However, many students said the quality of education instruction at Cornell would suffer because of the relocations.

“While it is also great to see that faculty will remain on campus, as my professors for education classes were some of the best I have had at Cornell, I am less sure about how many of their courses will continue to be offered, or the degree to which they may need to be altered to suit the new department’s requirements,” said Rachel Bukberg ’11, an education minor, in an email. “Dispersion of faculty also may detract from the cohesiveness that once provided students with a more complete understanding of the history, pedagogical techniques and current structure of the nation’s education system.”

Emma Schain ’11, who has taken many education classes and will join Teach for America after graduating, agreed.

“I think anytime you disperse the representatives of a discipline, you tamper with the potential to actually have a conversation. Nothing can replace bringing people together and having people interact with one another in a department,” she said.

Irene Li ’12, who has taken many classes in education, said she was “highly skeptical” of how the University would preserve the study of education, particularly doubting whether the departments would continue to hire faculty in education fields once the recently-transferred professors retire.

“There hasn’t been a lot of discussion whether faculty lines specializing in education will be created or moved,” she said.

John Armstrong grad, a student in the department, echoed these sentiments.

“Now, you’re an education professor and you have to talk like you’re a horticulture professor,” Armstong said. “How likely do you think it is that these departments are going to hire someone else who does work in pedagogy in education? How likely is it that AEM will get someone that does teacher education?”

Still, Pfeffer said much had been done to preserve education instruction, highlighting the University’s commitment to maintain the education minor and the teacher certification program next year.

“We’ve made steps to solidify that program so students that came expecting to get the courses they need to be able to go on and get teaching degrees can keep doing that,” Pfeffer said. “We’ve asked the professors to stay together to maintain that program regardless of where they’re placed in the University.”

Several professors within the department did not return multiple requests for comment, and others referred all questions to Pfeffer.

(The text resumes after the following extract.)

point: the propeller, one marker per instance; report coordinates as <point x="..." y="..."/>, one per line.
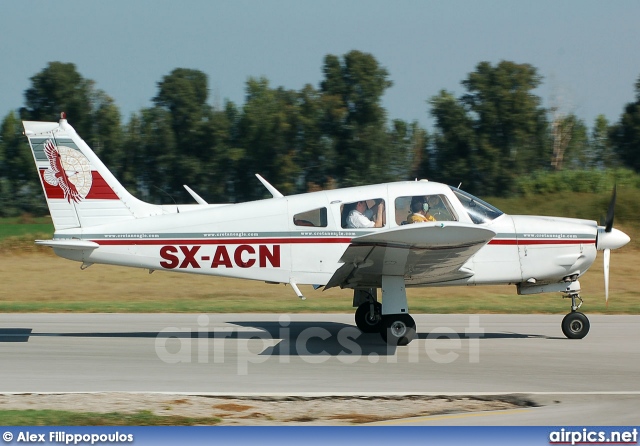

Pfeffer said the process of finding new departmental homes for professors is going “surprisingly smoothly.”

“We originally said we would close [the department] within two years,” Pfeffer said. “By the end of the next academic year we would expect it to close … it could be even sooner than that.”

Pfeffer said one of the most difficult parts of the transition is having the education professors decide which department to join. Pfeffer noted that it is a “big and very difficult change” for the department’s faculty.

“[The faculty] are all over the place in the University and that has been determined by a process where we met with the professors and asked them where they would like to be,” Pfeffer said.

He added that education faculty engage in a process with departments before joining. “They have had interviews with various faculty members, so everyone feels comfortable,” he said.

Some students, however, characterized the relocation process for education faculty differently.

“The faculty have been put in a very vulnerable position. They’ve been promised they won’t lose a job, but they haven’t been helped finding a job; they’ve been finding departments on their own [in a] very abbreviated process that leaves education out to dry,” Jesse Delia grad, who works with the education department, said. “I am disappointed there hasn’t been more care and more support to faculty who are community members of Cornell who have been very gracious in a difficult situation and are trying to make sense of a decision they had no control over.”

Armstrong agreed.

“The faculty don’t have choice. They weren’t fired, but they weren’t given positions, either,” Armstrong said. “[Education professors] have to go around and sell themselves as often something they’re not. [If the administration is] framing it that everything’s hunkydory, it’s not. It’s a liquidation sale that’s going on in the education department.”